A first-in-class synthetic superoxide dismutase abruptly decreased the incidence of severe oral mucositis in patients with head and neck cancer undergoing radiation therapy, according to the findings of a study presented recently at the American Chemical Society (ACS) annual meeting in Boston, Massachusetts, .
The new agent, GC4419 (Galera Therapeutics), reduced the duration of severe radiation-induced oral mucositis by 92%, reports Phase 2 study.
Dennis Riley, Ph.D., chief science officer at Galera, during a press meet said that roughly 50% of all solid tumors are treated with radiation therapy and it has many beneficial effects but a major side effect is an inflammation, and normal tissue toxicity is the key limitation to tumor targeting.
Radiation therapy dissociates chemical bonds, and nearly 85% of the chemical bonds in the body are oxygen-hydrogen (OH) bonds of water. This cleavage of bonding results in inflammation. Irradiation forms toxic superoxide in cancer and normal cells which provides more harm to normal cells as compared to cancer cells.
GC4419 is a first-in-class superoxide dismutase mimetic that converts the superoxide to molecular oxygen and hydrogen peroxide and dramatically reduces the toxicity.
“Hydrogen peroxide is very toxic to cancer cells, so in a way, we shifted the paradigm,” Riley explained. “We remove superoxide, which is toxic to normal cells, and convert it to hydrogen peroxide, which is toxic to cancer cells. So we believe we can transform radiotherapy and treatment of solid tumors.
Riley and his associates conducted a phase 2 study to determine whether GC4419 given before intensity-modulated radiation therapy (IMRT) would reduce the incidence, duration, and severity of radiation-induced oral mucositis in patients who have been diagnosed with locally advanced, nonmetastatic squamous cell carcinoma of the head and neck, limited to the oral cavity or oropharynx. The study involved 223 patients divided into three treatment groups.
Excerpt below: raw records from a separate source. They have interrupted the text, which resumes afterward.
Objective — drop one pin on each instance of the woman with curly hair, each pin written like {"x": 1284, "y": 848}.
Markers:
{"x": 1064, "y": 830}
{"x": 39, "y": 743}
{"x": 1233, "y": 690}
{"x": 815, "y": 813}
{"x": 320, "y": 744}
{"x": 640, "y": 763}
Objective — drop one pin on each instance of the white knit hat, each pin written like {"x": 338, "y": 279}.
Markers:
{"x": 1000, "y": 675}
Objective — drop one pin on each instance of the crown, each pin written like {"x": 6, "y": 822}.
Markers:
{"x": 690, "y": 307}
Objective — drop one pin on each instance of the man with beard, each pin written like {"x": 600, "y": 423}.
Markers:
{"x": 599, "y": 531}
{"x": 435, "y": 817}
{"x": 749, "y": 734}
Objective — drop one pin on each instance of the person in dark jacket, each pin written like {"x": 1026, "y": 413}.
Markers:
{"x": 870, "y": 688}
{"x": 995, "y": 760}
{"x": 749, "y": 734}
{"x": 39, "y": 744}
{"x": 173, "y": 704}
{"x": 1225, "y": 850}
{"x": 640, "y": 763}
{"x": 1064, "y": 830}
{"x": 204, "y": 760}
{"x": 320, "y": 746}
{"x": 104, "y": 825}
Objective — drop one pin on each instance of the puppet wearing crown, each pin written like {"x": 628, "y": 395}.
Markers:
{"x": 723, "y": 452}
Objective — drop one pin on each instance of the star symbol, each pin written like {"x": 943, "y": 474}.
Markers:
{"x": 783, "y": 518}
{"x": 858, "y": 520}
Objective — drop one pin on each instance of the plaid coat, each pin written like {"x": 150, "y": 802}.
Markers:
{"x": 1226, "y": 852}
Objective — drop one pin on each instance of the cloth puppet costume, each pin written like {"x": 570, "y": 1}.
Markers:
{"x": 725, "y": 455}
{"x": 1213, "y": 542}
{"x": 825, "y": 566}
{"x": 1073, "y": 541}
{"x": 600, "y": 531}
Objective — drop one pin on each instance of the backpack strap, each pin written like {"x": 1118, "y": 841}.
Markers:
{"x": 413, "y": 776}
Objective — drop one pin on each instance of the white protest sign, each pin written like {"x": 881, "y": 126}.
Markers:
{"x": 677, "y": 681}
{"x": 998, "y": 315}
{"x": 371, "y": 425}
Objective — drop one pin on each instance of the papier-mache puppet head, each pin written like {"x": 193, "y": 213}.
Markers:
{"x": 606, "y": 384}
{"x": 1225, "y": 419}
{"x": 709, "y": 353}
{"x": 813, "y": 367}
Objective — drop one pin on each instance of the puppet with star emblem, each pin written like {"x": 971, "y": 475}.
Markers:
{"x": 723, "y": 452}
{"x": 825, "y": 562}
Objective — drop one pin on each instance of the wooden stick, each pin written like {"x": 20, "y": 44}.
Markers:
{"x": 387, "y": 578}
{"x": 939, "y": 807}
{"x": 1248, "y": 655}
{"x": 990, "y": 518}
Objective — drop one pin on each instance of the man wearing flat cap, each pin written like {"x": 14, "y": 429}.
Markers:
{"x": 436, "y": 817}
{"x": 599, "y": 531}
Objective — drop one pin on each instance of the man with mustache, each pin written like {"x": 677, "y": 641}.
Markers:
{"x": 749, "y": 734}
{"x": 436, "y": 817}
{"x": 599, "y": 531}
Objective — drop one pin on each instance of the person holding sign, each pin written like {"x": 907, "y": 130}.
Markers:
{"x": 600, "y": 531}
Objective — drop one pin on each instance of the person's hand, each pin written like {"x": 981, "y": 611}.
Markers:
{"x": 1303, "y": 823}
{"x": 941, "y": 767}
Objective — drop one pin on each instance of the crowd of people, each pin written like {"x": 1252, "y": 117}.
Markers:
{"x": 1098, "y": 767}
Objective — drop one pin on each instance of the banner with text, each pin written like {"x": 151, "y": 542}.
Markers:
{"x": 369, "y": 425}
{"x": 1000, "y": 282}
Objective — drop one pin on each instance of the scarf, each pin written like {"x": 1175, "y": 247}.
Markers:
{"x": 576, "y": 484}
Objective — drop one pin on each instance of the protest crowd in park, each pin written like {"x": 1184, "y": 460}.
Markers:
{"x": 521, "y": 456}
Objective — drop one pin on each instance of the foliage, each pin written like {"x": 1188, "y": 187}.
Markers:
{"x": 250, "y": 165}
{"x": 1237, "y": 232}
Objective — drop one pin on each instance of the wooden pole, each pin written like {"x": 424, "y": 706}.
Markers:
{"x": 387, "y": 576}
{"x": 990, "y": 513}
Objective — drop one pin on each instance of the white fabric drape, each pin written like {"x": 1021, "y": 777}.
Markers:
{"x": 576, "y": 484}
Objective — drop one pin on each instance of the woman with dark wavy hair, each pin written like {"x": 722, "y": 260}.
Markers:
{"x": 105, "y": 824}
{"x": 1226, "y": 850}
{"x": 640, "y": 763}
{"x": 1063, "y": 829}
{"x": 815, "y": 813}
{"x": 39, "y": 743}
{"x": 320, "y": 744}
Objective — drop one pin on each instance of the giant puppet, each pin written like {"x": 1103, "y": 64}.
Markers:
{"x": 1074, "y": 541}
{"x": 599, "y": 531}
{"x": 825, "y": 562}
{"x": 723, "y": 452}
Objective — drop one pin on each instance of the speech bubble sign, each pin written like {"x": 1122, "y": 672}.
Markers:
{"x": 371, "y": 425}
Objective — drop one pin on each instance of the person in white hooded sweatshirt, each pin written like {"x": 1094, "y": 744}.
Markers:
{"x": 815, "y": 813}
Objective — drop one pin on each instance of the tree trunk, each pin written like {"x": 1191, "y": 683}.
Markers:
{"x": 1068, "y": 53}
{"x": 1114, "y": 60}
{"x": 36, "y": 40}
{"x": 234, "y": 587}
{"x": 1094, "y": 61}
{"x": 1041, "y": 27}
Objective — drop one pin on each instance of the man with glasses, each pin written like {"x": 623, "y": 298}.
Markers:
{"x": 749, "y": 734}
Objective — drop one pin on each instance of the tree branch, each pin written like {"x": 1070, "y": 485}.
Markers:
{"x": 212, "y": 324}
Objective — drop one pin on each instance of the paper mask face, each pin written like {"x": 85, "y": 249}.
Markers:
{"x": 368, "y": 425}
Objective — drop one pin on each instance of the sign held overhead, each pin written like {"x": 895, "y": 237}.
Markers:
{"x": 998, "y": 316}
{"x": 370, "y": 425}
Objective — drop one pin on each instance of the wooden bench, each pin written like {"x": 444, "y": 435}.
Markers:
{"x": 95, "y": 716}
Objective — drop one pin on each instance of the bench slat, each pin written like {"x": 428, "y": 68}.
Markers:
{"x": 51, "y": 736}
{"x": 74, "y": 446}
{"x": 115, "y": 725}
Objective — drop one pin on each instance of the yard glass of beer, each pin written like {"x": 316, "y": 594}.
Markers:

Group A– Received 30 mg GC4419 per day (60-minute intravenous infusion to complete within 60 minutes before IMRT), concurrent with daily fractions of IMRT (2.0 – 2.2 Gy) to a total of 60 to 72 Gy over approximately 7 weeks, plus cisplatin administered at 80 to 100 mg/m2 once every 3 weeks for three doses or 30 to 40 mg/m2 once weekly for six to seven doses (investigator’s choice);
Group B– Received 90 mg GC4419 per day with the same protocol; and
Group C– Received placebo daily with the same protocol.
The placebo group had severe symptoms for almost 3 weeks, and most of these patients had a gastrostomy tube inserted for feeding.
The study found that the median number of days of severe oral mucositis (grade 3 or 4) was 19 days for patients who received placebo, 8 days for those who received 30 mg and 1.5 days for those receiving 90 mg.
“We had a good dose response, with both the 30- and 90-mg dosing, but the high dose was extremely significant,” writes the author.
The study will enter the phase 3 trial with GC4419 this year.